Afortunadamente hace ya unos meses que finalizaron las fiestas navideñas, época de excesos para unos pocos afortunados (cada vez menos) que tenemos la suerte de vivir en la abundancia (¡JUAS!) y de escasez y necesidades para los de siempre (cada vez más). Como no me apetece demasiado escribir nada sobre el inefable Santa Claus y tampoco sobre el PP, intentaré compensarlo con este post que ya mismo comienza aquí debajo.

Como decía, en el dichoso mes de diciembre, los que tenemos hijos pequeños, intentamos pasar más tiempo con ellos y hacerles felices a base de montones de regalos, muchas veces innecesarios, que compensen en parte el poco tiempo que les dedicamos el resto del año. Así que podéis imaginarme pegado a la televisión en una tarde fría y lluviosa viendo películas infantiles y comiendo palomitas de maíz.

Como quiero que mi hija sea una persona de provecho el día de mañana, la semana pasada le puse, astuta y ladinamente, una película de ciencia ficción infantil y aproveché para trabajar de forma camuflada fingiendo que lo hacía por ella (¡menudo padrazo que soy!). Por supuesto, la atiborré de una generosa dosis de deliciosas palomitas de maíz para hacer más creíble la situación.

Pero voy al grano. La película que vimos y disfrutamos ambos fue Charlie y la fábrica de chocolate, dirigida en 2005 por el peculiar Tim Burton (existe una versión previa de 1971, interpretada por Gene Wilder). La película, basada en un cuento publicado en 1964 por Roald Dahl, cuenta la historia de Charlie Bucket, un niño modelo que vive en una casa ruinosa en compañía de sus padres y de sus cuatro abuelos. En el pueblo existe una fábrica de chocolate, cerrada tiempo atrás cuando los secretos de las increíbles golosinas ideadas por su dueño, Willy Wonka, fueron aireados por espías infiltrados, llevándola a la quiebra. Ahora, años después, Wonka decide reabrir su factoría. Con el secreto propósito de donarla como herencia a un niño bien educado y bondadoso, decide introducir cinco billetes dorados en otras tanta chocolatinas distribuidas por el mundo entero. Los cinco afortunados pasarán un día entero visitando su fábrica de chocolate y sólo uno de ellos recibirá un regalo sorpresa: la fábrica misma.


Poco a poco, los billetes dorados comienzan a aparecer. El primero le corresponde a Augustus Gloop, un niño gordinflón y tragón con un apetito desmesurado. El segundo le cae en suerte a Veruca Salt, una mocosa malcriada por sus adinerados padres que le dan cualquier capricho que se le antoja, cueste lo que cueste. La siguiente es Violet Beauregarde, digna imagen de su madre, una competitiva niña que es campeona del mundo de mascar chicle ininterrumpidamente. En cuarto lugar aparece el boleto de Mike Teavee, todo un teleadicto y practicante empedernido de los videojuegos, sobre todo de los violentos. Por último, Charlie Bucket, que se hace con su billete al comprar una pastilla de chocolate Wonka con un billete que encuentra en la calle. En esta situación he querido ver un ligero destello de egoísmo en Charlie, quien a pesar de su pobreza, decide malgastar en chocolate el dinero en lugar de entregarlo en la oficina de objetos perdidos o, en su defecto, a sus padres.

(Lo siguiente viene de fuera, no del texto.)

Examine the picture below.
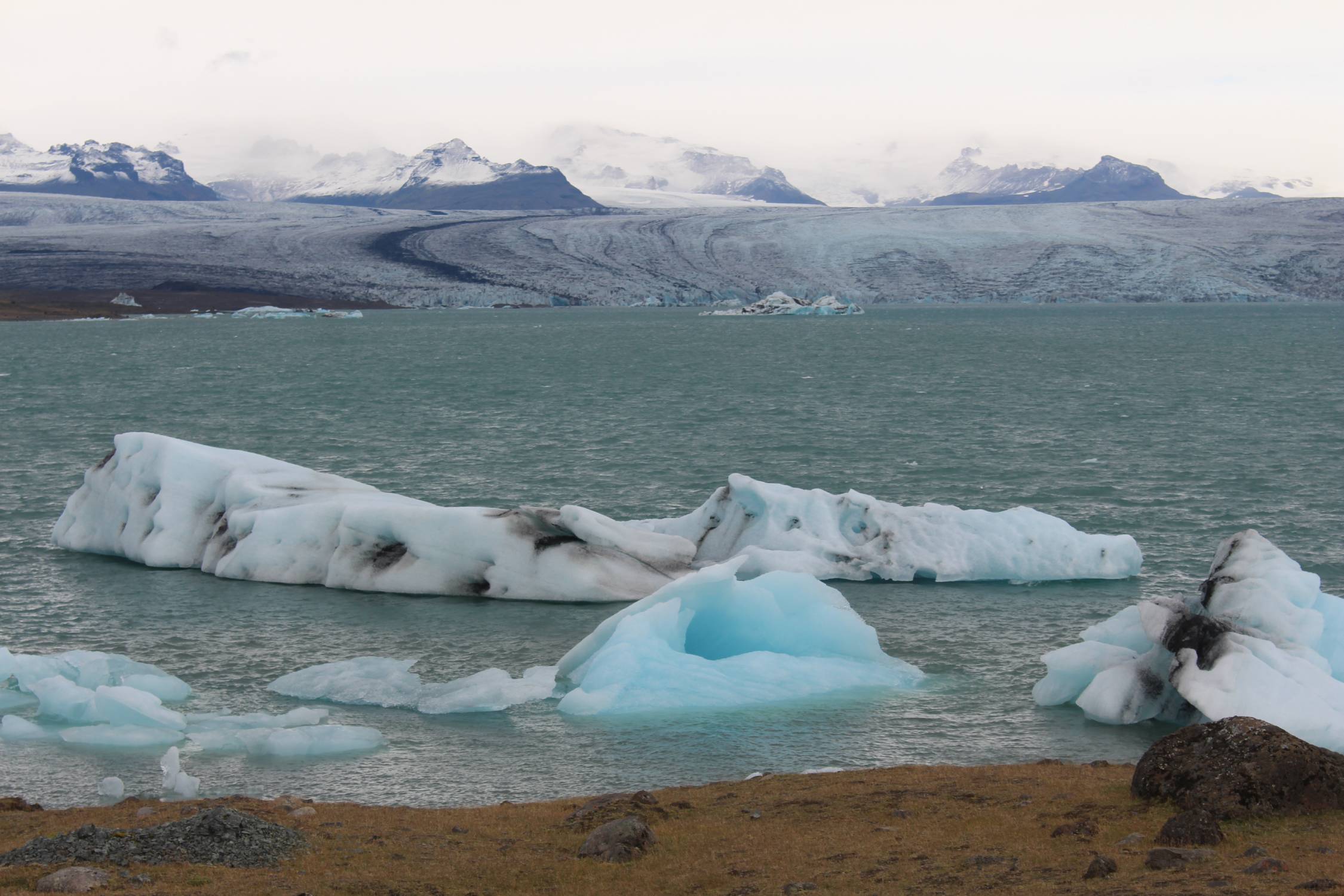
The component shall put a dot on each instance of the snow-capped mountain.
(113, 171)
(1109, 180)
(625, 168)
(448, 175)
(1259, 187)
(965, 175)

El día fijado a la hora fijada, los cinco niños, acompañados por un pariente, acceden en compañía de Willy Wonka al interior de la fábrica de chocolate. Allí descubren un mundo increíble, rebosante de caramelos, dulces, chocolates y golosinas de todo tipo. A medida que avanza la acción, la mala educación y la falta de humildad de los niños les hacen caer en “trampas” ideadas por Willy para ir eliminándolos a todos menos a su heredero. Me voy a centrar en una de estas trampas en concreto.

En un momento de la historia, Willy Wonka les muestra a los cuatro niños que quedan (Augustus Gloop había sido succionado por una enorme aspiradora de chocolate) su increíble invento de una goma de mascar, que es capaz de sustituir a tres platos a la vez. A medida que se mastica se tiene la sensación de haber degustado, primeramente, una sopa de tomate, luego “roast beef” y, por último, un delicioso pastel de arándanos. Willy persuade a los niños para que no lo ingieran, pues aún no lo ha perfeccionado. Pero Violet no puede soportar la tentación y decide por su cuenta probar el chicle. Al principio, la sensación de los dos primeros platos es indescriptible. En cambio, al llegar al pastel de arándanos, su piel comienza a tornarse morada y su cuerpo comienza a hincharse hasta convertirse en un enorme arándano.

Bien. La física comienza aquí. ¿Es Violet un arándano viviente o una persona arandanizada? Sea como sea, esto no importa. ¿O sí? Veamos. Si Violet pesa unos 40 kilogramos antes de ingerir el chicle y después de masticarlo se hincha como una enorme pelota rellena de jugo de arándano, ¿cuál será su peso ahora? Pues, como en la película no se observa ninguna transformación masa-energía ni viceversa, cualquier científico de medio pelo diría que la masa-energía debe conservarse. Y aquí es donde viene a cuento lo de si Violet es persona o no cuando se arandaniza. Si es persona, tendrá la densidad media de una persona, que tomaré igual a la del agua, es decir, unos 1000 kilogramos por metro cúbico. La pregunta tenía trampa, pues aunque Violet fuera un arándano, su densidad seguiría siendo parecida.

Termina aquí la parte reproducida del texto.